# What would a sufficiently dense sphere of uranium do first: blow up, or form a black hole?

I think it is safe to assume that humans are a long way off from having either the technology to compress a normal-sized sphere of uranium below its Schwarzschild radius, or the technology to create a sphere of uranium with a mass comparable to that of a star, so this is deep into idle-curiosity-land, but supposing that we "called into existence" a sphere of uranium whose mass and density was sufficient for both the effects of nuclear fission and gravitational collapse to be relevant,

does the sphere of uranium explode due to nuclear fission, or collapse into a black hole, first?

Of course, perhaps there is a combination of effects - maybe the sphere starts to undergo fission, but forms a black hole before any explosion can take place.

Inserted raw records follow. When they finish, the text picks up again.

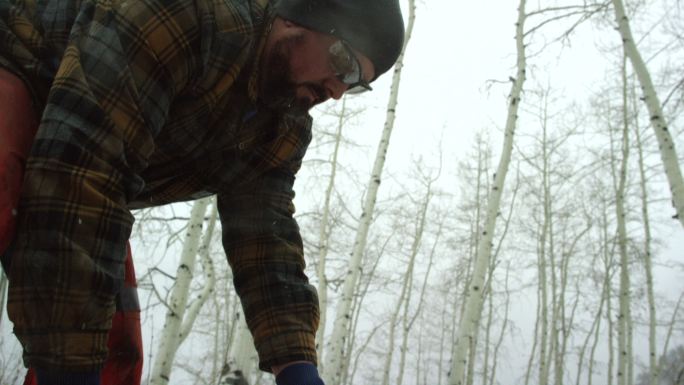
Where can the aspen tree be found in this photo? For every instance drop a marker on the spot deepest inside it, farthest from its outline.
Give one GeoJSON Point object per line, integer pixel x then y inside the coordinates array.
{"type": "Point", "coordinates": [666, 145]}
{"type": "Point", "coordinates": [324, 239]}
{"type": "Point", "coordinates": [624, 333]}
{"type": "Point", "coordinates": [647, 259]}
{"type": "Point", "coordinates": [173, 325]}
{"type": "Point", "coordinates": [335, 360]}
{"type": "Point", "coordinates": [409, 321]}
{"type": "Point", "coordinates": [405, 295]}
{"type": "Point", "coordinates": [502, 332]}
{"type": "Point", "coordinates": [471, 318]}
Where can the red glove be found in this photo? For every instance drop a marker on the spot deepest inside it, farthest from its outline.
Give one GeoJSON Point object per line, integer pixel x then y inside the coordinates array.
{"type": "Point", "coordinates": [18, 125]}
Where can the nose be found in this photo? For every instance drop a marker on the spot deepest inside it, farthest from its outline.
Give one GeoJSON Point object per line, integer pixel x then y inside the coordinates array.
{"type": "Point", "coordinates": [335, 88]}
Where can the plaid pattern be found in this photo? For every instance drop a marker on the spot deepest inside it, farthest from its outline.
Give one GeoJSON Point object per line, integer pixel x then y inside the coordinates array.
{"type": "Point", "coordinates": [146, 102]}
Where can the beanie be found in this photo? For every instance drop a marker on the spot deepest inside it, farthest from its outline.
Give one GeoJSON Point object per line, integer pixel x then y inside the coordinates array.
{"type": "Point", "coordinates": [373, 27]}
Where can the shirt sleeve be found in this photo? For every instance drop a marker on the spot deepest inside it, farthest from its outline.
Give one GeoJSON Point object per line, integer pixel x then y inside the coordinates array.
{"type": "Point", "coordinates": [120, 70]}
{"type": "Point", "coordinates": [264, 248]}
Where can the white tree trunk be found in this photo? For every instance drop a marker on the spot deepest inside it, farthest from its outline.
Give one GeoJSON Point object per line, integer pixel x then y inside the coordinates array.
{"type": "Point", "coordinates": [208, 269]}
{"type": "Point", "coordinates": [323, 241]}
{"type": "Point", "coordinates": [473, 310]}
{"type": "Point", "coordinates": [335, 361]}
{"type": "Point", "coordinates": [171, 334]}
{"type": "Point", "coordinates": [668, 153]}
{"type": "Point", "coordinates": [648, 269]}
{"type": "Point", "coordinates": [624, 332]}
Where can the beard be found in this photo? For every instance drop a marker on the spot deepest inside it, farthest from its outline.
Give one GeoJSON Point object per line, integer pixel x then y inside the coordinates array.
{"type": "Point", "coordinates": [277, 88]}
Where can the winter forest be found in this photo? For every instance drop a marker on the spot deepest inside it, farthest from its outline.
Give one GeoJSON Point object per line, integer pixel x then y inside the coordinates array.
{"type": "Point", "coordinates": [506, 207]}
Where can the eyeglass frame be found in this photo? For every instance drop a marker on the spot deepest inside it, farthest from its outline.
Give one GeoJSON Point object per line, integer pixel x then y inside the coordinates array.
{"type": "Point", "coordinates": [358, 85]}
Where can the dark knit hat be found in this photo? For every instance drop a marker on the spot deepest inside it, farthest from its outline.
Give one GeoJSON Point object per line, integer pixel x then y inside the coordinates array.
{"type": "Point", "coordinates": [373, 27]}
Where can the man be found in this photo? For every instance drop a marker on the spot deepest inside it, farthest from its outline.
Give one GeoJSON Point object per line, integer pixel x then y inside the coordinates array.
{"type": "Point", "coordinates": [147, 102]}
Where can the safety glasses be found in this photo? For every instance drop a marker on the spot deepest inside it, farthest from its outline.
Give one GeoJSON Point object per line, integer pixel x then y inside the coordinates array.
{"type": "Point", "coordinates": [347, 67]}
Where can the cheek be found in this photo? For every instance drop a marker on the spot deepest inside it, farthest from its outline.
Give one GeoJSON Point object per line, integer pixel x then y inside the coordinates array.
{"type": "Point", "coordinates": [309, 68]}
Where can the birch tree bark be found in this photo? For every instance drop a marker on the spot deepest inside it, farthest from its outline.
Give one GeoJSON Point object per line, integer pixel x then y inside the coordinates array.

• The bomb used on Hiroshima (called "Little Boy") was a critical Uranium mass assembly device. It used on order of 64 kg of 80% U-235, so in the most naive interpretation this question is a no-brainer. – dmckee Jun 25 '13 at 20:19
• @dmckee: But it didn't create conditions comparable to those where the uranium might have formed a black hole. I feel my question is fairly clear about specifying that I am imagining a situation where gravitational collapse is a relevant effect, in addition to nuclear fission. – Zev Chonoles Jun 25 '13 at 20:22
• And you're going to get that much uranium together without it first exploding, how exactly? Whatever initial configuration you envision it will have to more through a phase where you begin to increase the density. Now it is not as easy as saying "as soon as 65 kg have the natural density it goes off" because criticality is notoriously dependent of the details of geometry, but you have to keep compacting it over orders of magnitude, so your done for long before you get any kind of collapse. – dmckee Jun 25 '13 at 20:31
• @dmckee: Well, that is why I asked that the sphere be "called into existence", in a completely non-realistic way. But in comparision, I have certainly heard famous thought experiments about, for example, the Sun instantaneously disappearing - this seems like an acceptable fiction to consider. I completely agree, that it seems realistically impossible to get enough fissile material together in any way without it blowing up first. – Zev Chonoles Jun 25 '13 at 20:39
• Which either (1) violates the conservation of energy or (2) requires a pre-existing configuration of some kind of energy satisfying the requirement to be a black hole, so it is already is a black hole. – dmckee Jun 25 '13 at 20:50

Suppose we take our sphere of uranium to have the mass of the Sun, about $2 \times 10^{33}$g, then this is $8.5 \times 10^{30}$ moles of uranium 235 or $5.1 \times 10^{54}$ atoms. Fission of $^{235}$U releases $3.2 \times 10^{-11}$J per nucleus, so the total energy released would be $1.6 \times 10^{44}$ joules. This is remarkably close to the energy released by a supernova, which is in the range $10^{44}$ to $10^{46}$J.